The work to expand the use of participatory approaches takes a mental shift, one that organizations and funders can nurture by pondering several key questions as they gather evidence of program impact:

  1. Who needs the proof? Large-scale funders often suggest multiyear experimental studies, but the nonprofits we talked to put their participants’ views first. Kwame Owusu-Kesse, CEO of Harlem Children’s Zone, emphasized proving the value of interventions to parents and caregivers: “They don’t ask for an RCT before putting their kids in after-school programs.” Tools such as participant councils and town halls shift power to participants, asking them to use data to prioritize near-term action.
  2. Who determines what impact matters most? Bias is inherent in measurement and data interpretation, but participatory methods favor the participants. Ben Goodwin, executive director of Our House, a multiservice shelter-to-independence provider in Arkansas, began surveying clients in 2015 with a survey tool called Listen4Good, developed by Shared Insight. Goodwin now gives data from ongoing biannual surveys to a client council which interprets and distills the information into an action agenda. “We’re trying to take our own unconscious bias [as managers] out of the picture,” he says. 
  3. How do you ask the right questions? Nonprofits that focus on participant-centered measures tap community wisdom to guarantee they’re asking the most relevant questions. SOLE Colombia, based in Bogotá, hosts learning spaces where participants self-organize to address community challenges, like education or safety. They then test these questions by sending them out for community feedback. After the feedback is collected, SOLE listens, learns, and adapts the questions until participants agree the items are ready for a broader dialogue that they feel ready to facilitate.
  4. What are the links to program outcomes? Several organizations conducted multiyear research, exploring how participant feedback connects to outcomes. Preliminary findings suggested causal links. Center for Employment Opportunities, which helps formerly incarcerated people get jobs and rekindle their lives, indicates that participant feedback revealed complementary components of a program that helped them succeed. “We learned it doesn’t help to have a mentor without a core [job placement] program, but we wouldn’t have learned that through purely quantitative outcome evaluation,” says Ahmed Whitt, director of learning and evaluation.
  5. What are the wins for society? Perhaps the most forward-facing results of participatory research are advocacy wins — changing systems and society. Pace uses direct input from its girls to identify local, state, and federal policies that need reform. One of Pace’s most successful community campaigns lobbied for misdemeanor and civil-citation legislation so law enforcement could censure girls for petty crimes without arresting them. This is one example that has led to a 65 percent decrease in arrests of girls in Florida over the past decade.

Next Steps for Funders

With the expansion of experimental and participatory approaches, comes greater opportunity to mix methods. Subarna Mathes, strategy and evaluation officer at Ford Foundation, describes this inflection point in building evidence of social impact as a “transitional moment in the field of evaluation where what actually counts as truth, what counts as valid, what counts as data is shifting and needs to shift.”

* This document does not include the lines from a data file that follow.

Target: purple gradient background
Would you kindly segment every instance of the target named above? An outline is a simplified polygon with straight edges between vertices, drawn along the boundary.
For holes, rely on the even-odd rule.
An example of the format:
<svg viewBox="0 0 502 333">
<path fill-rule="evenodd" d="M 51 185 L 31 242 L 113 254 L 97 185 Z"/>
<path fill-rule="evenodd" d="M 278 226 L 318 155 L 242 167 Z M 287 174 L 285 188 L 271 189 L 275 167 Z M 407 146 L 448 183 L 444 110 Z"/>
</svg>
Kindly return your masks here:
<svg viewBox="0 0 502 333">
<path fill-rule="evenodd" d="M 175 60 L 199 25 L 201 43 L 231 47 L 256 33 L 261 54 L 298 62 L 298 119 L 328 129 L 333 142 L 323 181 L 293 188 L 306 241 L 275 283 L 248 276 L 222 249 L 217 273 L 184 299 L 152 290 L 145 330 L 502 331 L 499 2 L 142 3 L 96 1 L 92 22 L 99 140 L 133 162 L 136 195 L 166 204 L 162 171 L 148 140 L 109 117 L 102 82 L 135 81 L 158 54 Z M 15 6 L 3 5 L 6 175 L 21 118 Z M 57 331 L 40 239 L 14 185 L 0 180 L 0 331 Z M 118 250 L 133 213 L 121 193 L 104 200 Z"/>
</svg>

While, we can’t generalize outcomes from a single longitudinal study, we must learn under what conditions an intervention can work. We can do this by seeking participants’ insights at every step of evaluation, design, and delivery, always remaining aware of power and context.

This article is excerpted from the report Building Equitable Evidence of Social Impact by Lymari Benitez, senior director of program information and impact at Pace Center for Girls, Yessica Cancel, Pace’s chief operating officer, Mary Marx, Pace’s chief executive officer, and Katie Smith Milway, principal of MilwayPLUS and a senior advisor at The Bridgespan Group. Fund for Shared Insight, Project Evident, and Feedback Labs helped curate focus groups at the heart of the research.